Mizeur Wins This One!

Props to Heather Mizeur for being the first Maryland gubernatorial candidate to answer my three questions related to good governance! Here are her answers (in red), submitted via Twitter:

  1. If elected, will you actively work to outlaw candidate slates?  – Yes.
  2. If elected, will you actively work to outlaw “sample ballots” used by candidate slates as political advertisements? – No (more than slates use sample ballots, voters find them helpful, likely unconstitutional to prohibit).
  3. If elected, will you actively work to establish an independent, nonpartisan system for drawing legislative and congressional districts? – Yes.

So, not only was Mizeur the first to respond, there were two “yes” answers. Not bad at all!

Since I am a reasonable guy, I will be the first to admit that she makes some valid points about sample ballots. But—and I may be over-interpreting her Tweet here—I get a feeling she has not thought through all the negative impacts these “helpful” sample ballots have, especially on the lower ballot races. I will try to engage her on this in the coming months, so stay tuned.

2 thoughts on “Mizeur Wins This One!

  1. You have ignored the most important election issues (and when I wrote Mizeur about them, she stated she had no position on them). The important issues are:

    1. A democratic election system. Only a system which requires a majority vote or provides proportional representation of parties (not possible in the American system) can be considered democratic. The U.S. Constitution does not require democratic elections but does not prohibit them either. Most of the states, including Maryland, have chosen not to have a democratic election system. The plurality vote system serves to stifle those who challenge the establishment and promotes a vote the lesser evil strategy which only benefits establishment candidates.

    2. Open primaries. In Maryland, the Democratic primary is usually the main election, not the general election. But only registered Democrats are allowed to vote in it, which leaves those registered as independents and members of third parties (which includes the Republican Party in much of Maryland) disenfranchised.

    3. Write-ins. Write-ins are currently banned in the Democratic primary, limiting the people’s options.

  2. Thank you for reading and commenting. We all have our own priorities when it comes to changes we desire. I would not be opposed to any of the changes you propose, but they don’t make my personal top priority list.

    On the “democratic elections,” I’m not sure one can say we don’t have a democratic system. There is more than one way to conduct democratic elections. Certainly our current winner takes all system has its drawbacks. Having grown up in a country with proportional representation, I certainly know its benefits – but also its drawbacks.
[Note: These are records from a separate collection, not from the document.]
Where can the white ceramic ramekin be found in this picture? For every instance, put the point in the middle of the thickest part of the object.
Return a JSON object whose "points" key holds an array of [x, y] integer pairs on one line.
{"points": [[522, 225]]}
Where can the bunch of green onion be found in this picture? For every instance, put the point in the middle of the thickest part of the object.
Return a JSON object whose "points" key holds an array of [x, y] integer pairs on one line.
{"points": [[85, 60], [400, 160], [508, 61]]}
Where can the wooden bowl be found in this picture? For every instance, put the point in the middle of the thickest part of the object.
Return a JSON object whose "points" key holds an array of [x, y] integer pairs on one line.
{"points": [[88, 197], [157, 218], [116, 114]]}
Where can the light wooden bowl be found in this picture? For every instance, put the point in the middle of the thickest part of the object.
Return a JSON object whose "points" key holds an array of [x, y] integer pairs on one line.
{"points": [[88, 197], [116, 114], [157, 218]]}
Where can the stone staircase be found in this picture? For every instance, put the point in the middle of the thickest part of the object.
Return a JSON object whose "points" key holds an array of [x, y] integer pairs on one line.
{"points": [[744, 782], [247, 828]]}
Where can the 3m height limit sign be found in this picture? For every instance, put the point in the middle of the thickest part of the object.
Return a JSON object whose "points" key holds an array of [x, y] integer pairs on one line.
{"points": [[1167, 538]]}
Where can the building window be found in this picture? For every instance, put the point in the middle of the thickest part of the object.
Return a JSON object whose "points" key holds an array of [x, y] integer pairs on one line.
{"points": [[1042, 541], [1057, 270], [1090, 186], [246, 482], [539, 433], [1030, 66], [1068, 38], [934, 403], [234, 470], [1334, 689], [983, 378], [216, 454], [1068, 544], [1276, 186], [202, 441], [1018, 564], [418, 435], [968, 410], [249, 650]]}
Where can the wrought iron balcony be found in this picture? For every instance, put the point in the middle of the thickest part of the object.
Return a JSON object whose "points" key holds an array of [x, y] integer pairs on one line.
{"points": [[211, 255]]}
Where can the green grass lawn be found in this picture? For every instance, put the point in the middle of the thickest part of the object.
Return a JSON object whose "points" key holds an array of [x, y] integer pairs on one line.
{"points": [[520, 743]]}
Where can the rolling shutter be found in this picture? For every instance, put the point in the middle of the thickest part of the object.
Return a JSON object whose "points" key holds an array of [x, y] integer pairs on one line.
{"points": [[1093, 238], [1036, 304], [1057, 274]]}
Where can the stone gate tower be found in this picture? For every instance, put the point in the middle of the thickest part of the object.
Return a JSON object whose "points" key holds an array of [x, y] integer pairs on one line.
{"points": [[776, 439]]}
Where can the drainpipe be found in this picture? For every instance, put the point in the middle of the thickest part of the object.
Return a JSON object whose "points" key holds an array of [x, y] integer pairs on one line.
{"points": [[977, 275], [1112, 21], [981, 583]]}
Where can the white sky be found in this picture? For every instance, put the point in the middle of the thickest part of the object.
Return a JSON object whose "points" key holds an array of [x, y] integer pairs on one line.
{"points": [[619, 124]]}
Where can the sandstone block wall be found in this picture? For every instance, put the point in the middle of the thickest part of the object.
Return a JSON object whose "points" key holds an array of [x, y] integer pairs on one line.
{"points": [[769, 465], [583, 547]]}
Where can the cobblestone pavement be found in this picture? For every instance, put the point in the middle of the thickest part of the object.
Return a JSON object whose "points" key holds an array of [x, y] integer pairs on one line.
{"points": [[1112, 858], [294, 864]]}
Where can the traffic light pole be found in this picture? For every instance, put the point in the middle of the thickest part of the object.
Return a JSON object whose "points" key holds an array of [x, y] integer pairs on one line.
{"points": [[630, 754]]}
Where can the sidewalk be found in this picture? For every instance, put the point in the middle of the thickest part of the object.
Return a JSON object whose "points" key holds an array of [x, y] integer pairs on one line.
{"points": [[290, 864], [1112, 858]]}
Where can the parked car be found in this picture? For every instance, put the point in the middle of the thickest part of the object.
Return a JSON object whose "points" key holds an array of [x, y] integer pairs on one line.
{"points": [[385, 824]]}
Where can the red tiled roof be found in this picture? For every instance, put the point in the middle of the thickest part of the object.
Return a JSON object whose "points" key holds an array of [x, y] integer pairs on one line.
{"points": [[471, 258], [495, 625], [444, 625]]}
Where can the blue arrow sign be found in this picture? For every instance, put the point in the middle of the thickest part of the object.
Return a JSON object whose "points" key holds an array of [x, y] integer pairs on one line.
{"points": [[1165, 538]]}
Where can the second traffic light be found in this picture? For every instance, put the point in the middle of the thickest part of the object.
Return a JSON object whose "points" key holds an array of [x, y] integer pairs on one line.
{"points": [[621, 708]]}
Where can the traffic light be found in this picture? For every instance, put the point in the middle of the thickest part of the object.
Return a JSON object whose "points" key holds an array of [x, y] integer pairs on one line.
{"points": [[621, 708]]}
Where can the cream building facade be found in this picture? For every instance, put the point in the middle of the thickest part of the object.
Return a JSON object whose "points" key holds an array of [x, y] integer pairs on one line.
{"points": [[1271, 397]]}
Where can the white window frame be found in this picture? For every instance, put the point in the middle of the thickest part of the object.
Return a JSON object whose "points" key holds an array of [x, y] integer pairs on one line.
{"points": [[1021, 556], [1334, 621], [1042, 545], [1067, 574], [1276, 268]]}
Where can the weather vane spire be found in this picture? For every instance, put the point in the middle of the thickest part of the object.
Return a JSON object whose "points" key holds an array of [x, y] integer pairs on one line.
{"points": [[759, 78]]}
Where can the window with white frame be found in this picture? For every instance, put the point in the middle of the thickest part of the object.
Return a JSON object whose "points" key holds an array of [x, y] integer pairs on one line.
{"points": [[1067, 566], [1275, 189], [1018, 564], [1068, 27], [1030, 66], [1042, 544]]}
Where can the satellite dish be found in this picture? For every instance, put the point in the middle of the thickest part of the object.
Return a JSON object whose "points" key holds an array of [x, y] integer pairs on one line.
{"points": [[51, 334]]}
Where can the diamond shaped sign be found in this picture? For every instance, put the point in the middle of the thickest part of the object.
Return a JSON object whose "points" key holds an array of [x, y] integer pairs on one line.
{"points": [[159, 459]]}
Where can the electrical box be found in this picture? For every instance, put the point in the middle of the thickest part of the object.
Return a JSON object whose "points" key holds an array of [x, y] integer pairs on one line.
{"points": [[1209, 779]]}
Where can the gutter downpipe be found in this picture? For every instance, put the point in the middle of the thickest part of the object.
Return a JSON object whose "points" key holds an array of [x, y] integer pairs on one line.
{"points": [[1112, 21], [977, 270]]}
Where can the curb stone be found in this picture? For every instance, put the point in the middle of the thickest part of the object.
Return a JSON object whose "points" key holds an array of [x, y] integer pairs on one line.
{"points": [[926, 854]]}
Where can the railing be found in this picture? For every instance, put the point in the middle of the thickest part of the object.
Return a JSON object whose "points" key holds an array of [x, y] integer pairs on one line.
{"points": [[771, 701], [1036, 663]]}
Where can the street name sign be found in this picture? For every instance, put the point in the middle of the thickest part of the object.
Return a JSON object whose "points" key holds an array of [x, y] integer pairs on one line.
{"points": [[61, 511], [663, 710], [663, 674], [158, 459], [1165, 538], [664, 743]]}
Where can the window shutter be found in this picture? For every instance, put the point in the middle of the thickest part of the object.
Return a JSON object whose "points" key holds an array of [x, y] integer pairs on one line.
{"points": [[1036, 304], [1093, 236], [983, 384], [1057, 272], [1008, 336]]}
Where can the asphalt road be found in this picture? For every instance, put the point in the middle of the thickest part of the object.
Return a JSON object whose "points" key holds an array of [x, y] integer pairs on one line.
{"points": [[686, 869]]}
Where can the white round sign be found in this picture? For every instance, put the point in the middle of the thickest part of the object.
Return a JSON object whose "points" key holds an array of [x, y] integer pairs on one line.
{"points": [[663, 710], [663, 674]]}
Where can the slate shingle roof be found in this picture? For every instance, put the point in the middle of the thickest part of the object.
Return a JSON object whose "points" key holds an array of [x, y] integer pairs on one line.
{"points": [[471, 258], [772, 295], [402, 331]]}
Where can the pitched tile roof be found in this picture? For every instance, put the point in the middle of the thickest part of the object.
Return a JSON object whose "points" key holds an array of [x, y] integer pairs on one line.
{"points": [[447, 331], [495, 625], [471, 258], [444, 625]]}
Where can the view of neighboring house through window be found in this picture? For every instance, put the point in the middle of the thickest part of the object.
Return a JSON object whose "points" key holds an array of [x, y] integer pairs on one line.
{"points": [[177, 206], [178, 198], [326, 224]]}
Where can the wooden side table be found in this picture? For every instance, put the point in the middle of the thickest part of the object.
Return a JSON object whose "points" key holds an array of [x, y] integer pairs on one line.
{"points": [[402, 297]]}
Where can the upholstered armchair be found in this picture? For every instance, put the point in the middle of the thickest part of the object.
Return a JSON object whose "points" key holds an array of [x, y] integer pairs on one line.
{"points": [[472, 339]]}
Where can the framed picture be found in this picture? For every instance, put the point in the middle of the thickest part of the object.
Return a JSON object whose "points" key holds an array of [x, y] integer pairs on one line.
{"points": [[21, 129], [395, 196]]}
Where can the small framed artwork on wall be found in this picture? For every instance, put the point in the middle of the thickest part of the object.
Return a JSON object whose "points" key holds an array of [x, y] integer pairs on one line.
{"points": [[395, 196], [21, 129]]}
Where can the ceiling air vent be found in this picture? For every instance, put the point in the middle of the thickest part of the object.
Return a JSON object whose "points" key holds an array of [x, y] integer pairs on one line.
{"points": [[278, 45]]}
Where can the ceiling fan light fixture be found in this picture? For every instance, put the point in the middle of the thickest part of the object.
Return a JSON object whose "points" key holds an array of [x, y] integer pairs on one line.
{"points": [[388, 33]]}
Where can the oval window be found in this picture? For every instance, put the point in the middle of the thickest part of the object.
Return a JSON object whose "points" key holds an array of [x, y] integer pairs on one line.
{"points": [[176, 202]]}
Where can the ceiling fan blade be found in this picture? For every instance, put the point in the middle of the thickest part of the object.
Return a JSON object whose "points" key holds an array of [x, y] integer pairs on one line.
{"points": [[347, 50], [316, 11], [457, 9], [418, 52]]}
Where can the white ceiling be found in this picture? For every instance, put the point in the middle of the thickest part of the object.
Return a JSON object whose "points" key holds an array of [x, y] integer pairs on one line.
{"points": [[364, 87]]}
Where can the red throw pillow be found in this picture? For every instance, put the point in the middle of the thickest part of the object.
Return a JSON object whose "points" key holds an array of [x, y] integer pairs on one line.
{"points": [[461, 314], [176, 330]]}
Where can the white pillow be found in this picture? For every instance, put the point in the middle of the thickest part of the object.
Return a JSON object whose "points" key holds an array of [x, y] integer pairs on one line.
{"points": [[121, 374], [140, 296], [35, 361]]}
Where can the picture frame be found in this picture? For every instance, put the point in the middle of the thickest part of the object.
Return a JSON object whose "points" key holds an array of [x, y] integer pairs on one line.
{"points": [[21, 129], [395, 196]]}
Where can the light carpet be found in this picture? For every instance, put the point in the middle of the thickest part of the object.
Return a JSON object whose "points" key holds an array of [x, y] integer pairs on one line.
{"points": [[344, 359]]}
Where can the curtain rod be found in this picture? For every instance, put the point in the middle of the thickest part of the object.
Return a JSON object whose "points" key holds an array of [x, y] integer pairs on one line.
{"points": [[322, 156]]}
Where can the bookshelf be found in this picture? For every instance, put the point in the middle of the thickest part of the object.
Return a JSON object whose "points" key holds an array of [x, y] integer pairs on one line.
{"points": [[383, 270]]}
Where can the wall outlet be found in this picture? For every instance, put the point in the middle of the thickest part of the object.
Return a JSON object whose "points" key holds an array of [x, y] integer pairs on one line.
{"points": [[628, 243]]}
While overall I would rather have proportional representation, I am also a realist and consider such a fundamental change unachievable.

    On open primaries, nothing keeps willing Republicans or independents from switching their affiliation, so a real disenfranchisement claim seems a bit far-fetched to me. I also feel the argument that each party has the right to choose its own candidates without outside influence has real merit. (People who don’t live in my community can’t, and shouldn’t, vote in my HOA board election.) But I would love to see the new California-type open primary where two top vote getters face off in the general election regardless of party affiliation. That seems to favor more moderate candidates (as opposed to ideological extremists that dominate in partisan primaries) and enables all voters to weigh in.

    On the write-ins, I’m not sure that it is a fundamental issue in a vast majority of elections and situations. Yes, there could be instances where the ability to have write-in candidates could be meaningful. But for the most part, I feel good, credible candidates should be able to file to run through the established protocols. Still, I would have nothing against allowing write-ins.